A similar bimodal pattern of sensitivity to MEDI3039 was observed in a panel of 18 colorectal cancer patient-derived xenografts (PDX) treated with single-agent MED3039 (Fig. 4A; Supplementary Table S13). Nine of the 18 models could be classified as Responders based on percentage change tumor volume decrease greater than 30% (n = 9 compared with baseline following treatment with MEDI3039), 4 models as partial/minimal response (tumor volume decrease between 5% and 30%, n = 4), and 5 models were classified as nonresponders (tumor volume increase >5%, n = 5; Fig. 4A and B; Supplementary Fig. S4).

Figure 4.

Figure 4. In vivo expression of CASP8 and CFLAR (FLIP) modulate response to MEDI3039 in PDX models. A, Change in percent tumor growth from baseline was measured at day 18 in 18 CRC PDX models treated with a fixed dose of MEDI3039. B, Tumor plots of responder, nonresponder, and partial response models. x-axis, days; y-axis, tumor volume. Arrows indicate treatment with MEDI3039. Red line, MEDI039-treated mice; blue line, untreated mice. C, Tumor CASP8 mRNA expression in PDX nonresponders (red) and responders (blue) with MEDI3039 (each circle represents a tumor from a single mouse). D, Comparison of CASP8:CFLAR ratio in MEDI3039 responder (blue) and nonresponder (red) PDX models.

In vivo expression of CASP8 and CFLAR (FLIP) modulate response to MEDI3039 in PDX models. A, Change in percent tumor growth from baseline was measured at day 18 in 18 CRC PDX models treated with a fixed dose of MEDI3039. B, Tumor plots of responder, nonresponder, and partial response models. x-axis, days; y-axis, tumor volume. Arrows indicate treatment with MEDI3039. Red line, MEDI039-treated mice; blue line, untreated mice. C, Tumor CASP8 mRNA expression in PDX nonresponders (red) and responders (blue) with MEDI3039 (each circle represents a tumor from a single mouse). D, Comparison of CASP8:CFLAR ratio in MEDI3039 responder (blue) and nonresponder (red) PDX models.

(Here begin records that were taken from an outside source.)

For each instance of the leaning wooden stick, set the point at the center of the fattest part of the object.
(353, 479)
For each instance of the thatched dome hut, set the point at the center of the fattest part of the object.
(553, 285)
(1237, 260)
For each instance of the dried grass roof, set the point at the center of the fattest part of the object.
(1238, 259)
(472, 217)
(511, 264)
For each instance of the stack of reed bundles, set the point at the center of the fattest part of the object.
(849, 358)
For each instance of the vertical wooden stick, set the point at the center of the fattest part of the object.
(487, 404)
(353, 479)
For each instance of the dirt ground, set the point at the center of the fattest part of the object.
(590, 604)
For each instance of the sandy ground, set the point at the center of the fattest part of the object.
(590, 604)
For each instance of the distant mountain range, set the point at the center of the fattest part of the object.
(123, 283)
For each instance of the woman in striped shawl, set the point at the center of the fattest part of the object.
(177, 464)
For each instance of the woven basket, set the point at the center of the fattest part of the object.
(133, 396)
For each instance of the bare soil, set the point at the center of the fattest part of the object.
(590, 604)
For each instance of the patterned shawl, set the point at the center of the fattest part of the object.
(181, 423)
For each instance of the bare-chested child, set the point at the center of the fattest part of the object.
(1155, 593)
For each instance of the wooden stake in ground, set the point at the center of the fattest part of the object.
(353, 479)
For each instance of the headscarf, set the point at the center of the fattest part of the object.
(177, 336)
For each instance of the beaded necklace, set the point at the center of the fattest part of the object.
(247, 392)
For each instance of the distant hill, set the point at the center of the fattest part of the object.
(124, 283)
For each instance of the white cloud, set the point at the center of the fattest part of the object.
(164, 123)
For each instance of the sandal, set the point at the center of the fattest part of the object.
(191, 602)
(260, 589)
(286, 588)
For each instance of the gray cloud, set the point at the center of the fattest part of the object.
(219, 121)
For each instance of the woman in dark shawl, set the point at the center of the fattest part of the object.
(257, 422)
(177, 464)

In keeping with the cell line results, no genetic biomarker of sensitivity or resistance was identified, whereas analysis of gene expression data from the PDX models again revealed a significant association between response to MEDI3039 and higher relative levels of CASP8 mRNA (as measured by several array probesets; Fig. 4C; Supplementary Table S14). The significance of this association was increased when the CASP8:FLIP mRNA ratio was used (P = 0.027; Fig. 4D), further supporting the potential of this ratio as a predictor of response to second-generation TRAIL-R2 agonists. A similar significant correlation between the CASP8:MCL-1 mRNA ratio and response was observed in these CRC PDX models (Fig. 3E), with a differential pattern of sensitivity likely driven by CASP8 levels.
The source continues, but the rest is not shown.